Who Decides

“The central question we face today is: Who decides?”  So began the majority opinion in the Supreme Court’s recent decision to block implementation of OSHA’s covid regulation.

Although the dissent vigorously disagrees with the majority’s decision, it agrees about what is the central issue in the case:  “Underlying everything else in this dispute is a single, simple question:  Who decides how much protection, and of what kind, American workers need from COVID–19?”

The “who decides” issue frequently arises in our dispute resolution field.  There is a body of legal doctrine about whether courts or arbitrators should decide various arbitration issues.  Some mediators say that mediators decide about the process and parties decide about the substance (though I’m not wild about this distinction or practice).  Ethical rules for lawyers distinguish between decisions that clients make, particularly whether to accept settlement offers, and those that their lawyers can make.

In the Supreme Court case, the majority and dissent nominally agree that Congress should decide whether OSHA has the authority to issue the covid regulation.  Both opinions cite the statute authorizing OSHA to issue emergency temporary regulations, which OSHA relied on.

Citing a recent per curiam decision, the majority states, however, “We expect Congress to speak clearly when authorizing an agency to exercise powers of vast economic and political significance.”  The majority decided that the statute does not clearly authorize the regulation.  But as I noted in a recent post including the text of the statute, it’s hard to imagine a statute that more clearly authorizes a regulation.

Professor Kimberly Wehle calls this decision a “power grab … masked … as an act of judicial restraint.”  She writes that this decisions upsets “decades of constitutionally established power-sharing between the legislative and executive branches.”  She concludes that “[t]he conservatives’ major questions doctrine puts that power solidly in the judicial branch, handing it ultimately to Supreme Court justices who can now decide which laws they like and don’t like with virtually no oversight or constraints.”

NYT columnist Linda Greenhouse argues that this decision essentially overturns the Chevron doctrine, which holds that “judges should defer to an administrative agency’s reasonable interpretation of an ambiguous statute” and was adopted unanimously in 1984.  Republicans liked Chevron during the Reagan Administration,  when Democrats controlled Congress.  Conservatives now find it less appealing when the “shoe is on the other foot” with a Democratic president.

In the OSHA case, the dissent criticizes the majority’s decision because of courts’ lack of competence and political legitimacy in effectively overruling OSHA’s regulation.

Here, an agency charged by Congress with safeguarding employees from workplace dangers has decided that action is needed.  The agency has thoroughly evaluated the risks that the disease poses to workers across all sectors of the economy.  It has considered the extent to which various policies will mitigate those risks, and the costs those policies will entail.  It has landed on an approach that encourages vaccination, but allows employers to use masking and testing instead.  It has meticulously explained why it has reached its conclusions.  And in doing all this, it has acted within the four corners of its statutory authorization – or actually here, its statutory mandate. … The agency’s Standard is informed by a half century of experience and expertise in handling workplace health and safety issues.  The Standard also has the virtue of political accountability, for OSHA is responsible to the President, and the President is responsible to – and can be held to account by – the American public.

And then, there is this Court.  Its Members are elected by, and accountable to, no one.  And we “lack[] the background, competence, and expertise to assess” workplace health and safety issues. …  When we are wise, we know enough to defer on matters like this one.  When we are wise, we know not to displace the judgments of experts, acting within the sphere Congress marked out and under Presidential control, to deal with emergency conditions.  Today, we are not wise. …  Without legal basis, the Court usurps a decision that rightfully belongs to others.  It undercuts the capacity of the responsible federal officials, acting well within the scope of their authority, to protect American workers from grave danger.

As Ms.
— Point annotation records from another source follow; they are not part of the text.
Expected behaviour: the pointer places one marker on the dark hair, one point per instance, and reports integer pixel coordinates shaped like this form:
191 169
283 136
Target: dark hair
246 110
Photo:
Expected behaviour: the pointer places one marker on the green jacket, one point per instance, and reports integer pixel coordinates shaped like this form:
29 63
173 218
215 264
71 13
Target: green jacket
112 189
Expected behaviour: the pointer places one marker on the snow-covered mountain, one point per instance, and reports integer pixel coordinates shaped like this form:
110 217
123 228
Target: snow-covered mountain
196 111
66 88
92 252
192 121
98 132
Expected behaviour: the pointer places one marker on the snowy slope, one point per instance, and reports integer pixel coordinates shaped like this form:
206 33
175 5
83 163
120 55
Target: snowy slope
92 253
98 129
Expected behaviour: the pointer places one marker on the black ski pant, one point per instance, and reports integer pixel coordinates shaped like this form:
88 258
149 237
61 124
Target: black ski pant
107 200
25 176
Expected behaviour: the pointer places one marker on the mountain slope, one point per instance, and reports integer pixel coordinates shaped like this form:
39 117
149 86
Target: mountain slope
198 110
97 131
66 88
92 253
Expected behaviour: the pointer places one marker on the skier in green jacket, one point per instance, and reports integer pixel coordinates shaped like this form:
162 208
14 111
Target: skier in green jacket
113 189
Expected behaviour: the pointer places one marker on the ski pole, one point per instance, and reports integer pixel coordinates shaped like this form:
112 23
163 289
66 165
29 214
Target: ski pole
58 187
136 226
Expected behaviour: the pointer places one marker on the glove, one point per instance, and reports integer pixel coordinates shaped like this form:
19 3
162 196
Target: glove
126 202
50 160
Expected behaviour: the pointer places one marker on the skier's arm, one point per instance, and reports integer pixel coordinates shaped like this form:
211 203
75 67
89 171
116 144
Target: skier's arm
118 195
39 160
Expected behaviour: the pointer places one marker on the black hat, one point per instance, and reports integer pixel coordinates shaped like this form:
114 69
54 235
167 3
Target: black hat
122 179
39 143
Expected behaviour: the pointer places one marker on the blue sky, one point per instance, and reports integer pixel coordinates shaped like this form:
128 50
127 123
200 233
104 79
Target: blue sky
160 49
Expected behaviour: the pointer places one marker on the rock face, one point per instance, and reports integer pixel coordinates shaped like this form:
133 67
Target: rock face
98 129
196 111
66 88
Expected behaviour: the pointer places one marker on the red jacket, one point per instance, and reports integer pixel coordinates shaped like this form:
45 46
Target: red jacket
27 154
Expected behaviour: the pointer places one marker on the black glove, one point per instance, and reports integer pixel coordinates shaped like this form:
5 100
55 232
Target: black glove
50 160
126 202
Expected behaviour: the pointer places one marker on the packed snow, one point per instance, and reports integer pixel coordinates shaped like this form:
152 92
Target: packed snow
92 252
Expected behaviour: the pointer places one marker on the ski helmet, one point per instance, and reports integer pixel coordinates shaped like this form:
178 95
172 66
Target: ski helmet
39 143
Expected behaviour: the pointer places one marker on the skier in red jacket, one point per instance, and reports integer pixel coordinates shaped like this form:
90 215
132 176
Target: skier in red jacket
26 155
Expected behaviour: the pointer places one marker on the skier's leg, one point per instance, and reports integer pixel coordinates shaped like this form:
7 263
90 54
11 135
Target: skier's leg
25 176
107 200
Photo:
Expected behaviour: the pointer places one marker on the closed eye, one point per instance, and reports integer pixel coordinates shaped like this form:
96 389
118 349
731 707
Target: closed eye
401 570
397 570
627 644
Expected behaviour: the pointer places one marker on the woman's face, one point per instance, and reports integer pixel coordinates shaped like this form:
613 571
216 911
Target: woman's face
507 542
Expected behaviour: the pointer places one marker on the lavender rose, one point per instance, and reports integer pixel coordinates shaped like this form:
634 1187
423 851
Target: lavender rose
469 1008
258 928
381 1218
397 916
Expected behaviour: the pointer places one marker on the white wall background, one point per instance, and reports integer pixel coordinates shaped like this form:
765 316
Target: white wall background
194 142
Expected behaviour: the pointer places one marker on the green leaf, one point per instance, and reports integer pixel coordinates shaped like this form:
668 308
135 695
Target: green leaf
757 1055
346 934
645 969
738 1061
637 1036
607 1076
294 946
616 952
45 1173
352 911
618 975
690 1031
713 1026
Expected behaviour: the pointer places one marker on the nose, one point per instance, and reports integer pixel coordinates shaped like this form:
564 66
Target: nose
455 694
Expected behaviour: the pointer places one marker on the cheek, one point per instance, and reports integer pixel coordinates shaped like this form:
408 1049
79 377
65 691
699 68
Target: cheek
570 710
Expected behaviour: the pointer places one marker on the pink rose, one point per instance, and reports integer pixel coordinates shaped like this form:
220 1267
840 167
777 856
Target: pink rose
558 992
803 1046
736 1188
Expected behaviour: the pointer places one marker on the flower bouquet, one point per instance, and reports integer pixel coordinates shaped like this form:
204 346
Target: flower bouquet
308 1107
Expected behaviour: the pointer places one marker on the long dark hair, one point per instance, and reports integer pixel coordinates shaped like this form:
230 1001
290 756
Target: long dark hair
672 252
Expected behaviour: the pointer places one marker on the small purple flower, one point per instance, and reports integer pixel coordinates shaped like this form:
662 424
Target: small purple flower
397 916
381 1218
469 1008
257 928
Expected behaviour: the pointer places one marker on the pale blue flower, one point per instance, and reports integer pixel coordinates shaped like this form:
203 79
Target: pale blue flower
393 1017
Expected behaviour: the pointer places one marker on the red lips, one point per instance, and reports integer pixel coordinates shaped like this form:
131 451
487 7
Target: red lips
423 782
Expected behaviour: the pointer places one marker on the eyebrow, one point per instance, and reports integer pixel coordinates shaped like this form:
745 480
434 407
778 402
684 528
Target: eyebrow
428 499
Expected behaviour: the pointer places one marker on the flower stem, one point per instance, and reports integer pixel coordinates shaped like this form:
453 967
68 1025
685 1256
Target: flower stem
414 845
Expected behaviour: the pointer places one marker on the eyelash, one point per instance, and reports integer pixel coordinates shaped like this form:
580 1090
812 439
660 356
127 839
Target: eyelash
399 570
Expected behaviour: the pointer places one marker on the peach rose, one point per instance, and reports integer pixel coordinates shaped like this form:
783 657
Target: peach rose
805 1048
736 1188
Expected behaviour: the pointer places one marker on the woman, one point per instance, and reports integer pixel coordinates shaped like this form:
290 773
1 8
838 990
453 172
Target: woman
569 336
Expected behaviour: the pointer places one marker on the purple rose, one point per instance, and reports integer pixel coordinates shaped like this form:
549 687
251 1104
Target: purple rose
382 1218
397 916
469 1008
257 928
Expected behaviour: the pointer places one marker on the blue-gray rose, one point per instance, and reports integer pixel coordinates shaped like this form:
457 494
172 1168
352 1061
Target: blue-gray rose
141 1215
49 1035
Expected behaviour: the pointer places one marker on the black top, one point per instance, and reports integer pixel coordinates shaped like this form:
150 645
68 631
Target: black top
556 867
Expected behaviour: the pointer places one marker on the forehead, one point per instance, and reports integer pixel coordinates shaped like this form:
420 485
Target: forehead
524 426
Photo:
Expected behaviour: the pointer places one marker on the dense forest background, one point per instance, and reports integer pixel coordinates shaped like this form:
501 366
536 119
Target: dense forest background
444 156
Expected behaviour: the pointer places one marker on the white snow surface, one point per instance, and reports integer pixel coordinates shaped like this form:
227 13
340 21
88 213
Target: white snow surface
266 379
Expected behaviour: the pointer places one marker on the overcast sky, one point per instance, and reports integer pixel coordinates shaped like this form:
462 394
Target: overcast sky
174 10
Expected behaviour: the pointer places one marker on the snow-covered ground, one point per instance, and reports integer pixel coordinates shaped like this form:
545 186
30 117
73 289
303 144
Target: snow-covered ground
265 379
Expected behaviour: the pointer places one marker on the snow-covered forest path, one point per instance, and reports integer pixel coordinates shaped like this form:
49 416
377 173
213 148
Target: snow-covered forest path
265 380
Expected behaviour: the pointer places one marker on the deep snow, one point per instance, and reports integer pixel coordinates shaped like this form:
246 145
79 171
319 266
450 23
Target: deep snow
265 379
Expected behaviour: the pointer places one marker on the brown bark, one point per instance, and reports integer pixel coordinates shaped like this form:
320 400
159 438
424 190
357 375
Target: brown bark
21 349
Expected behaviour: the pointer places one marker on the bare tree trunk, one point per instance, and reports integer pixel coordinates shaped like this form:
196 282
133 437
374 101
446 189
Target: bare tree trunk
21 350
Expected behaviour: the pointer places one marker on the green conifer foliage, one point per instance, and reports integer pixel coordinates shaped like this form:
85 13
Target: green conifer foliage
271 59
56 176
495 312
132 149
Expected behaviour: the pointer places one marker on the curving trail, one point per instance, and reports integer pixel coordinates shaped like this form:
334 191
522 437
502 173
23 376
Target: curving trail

Greenhouse notes, administrative agencies sometimes exceed their statutory authority and it’s appropriate for courts to block enforcement of regulations when they do so.  However, it’s not a close case whether OSHA had authority to issue its covid regulation.

As Professor Wehle argues, notwithstanding the majority’s claims of merely deferring to Congress, its decision shifts the power to decide to courts and away from Congress and administrative agencies.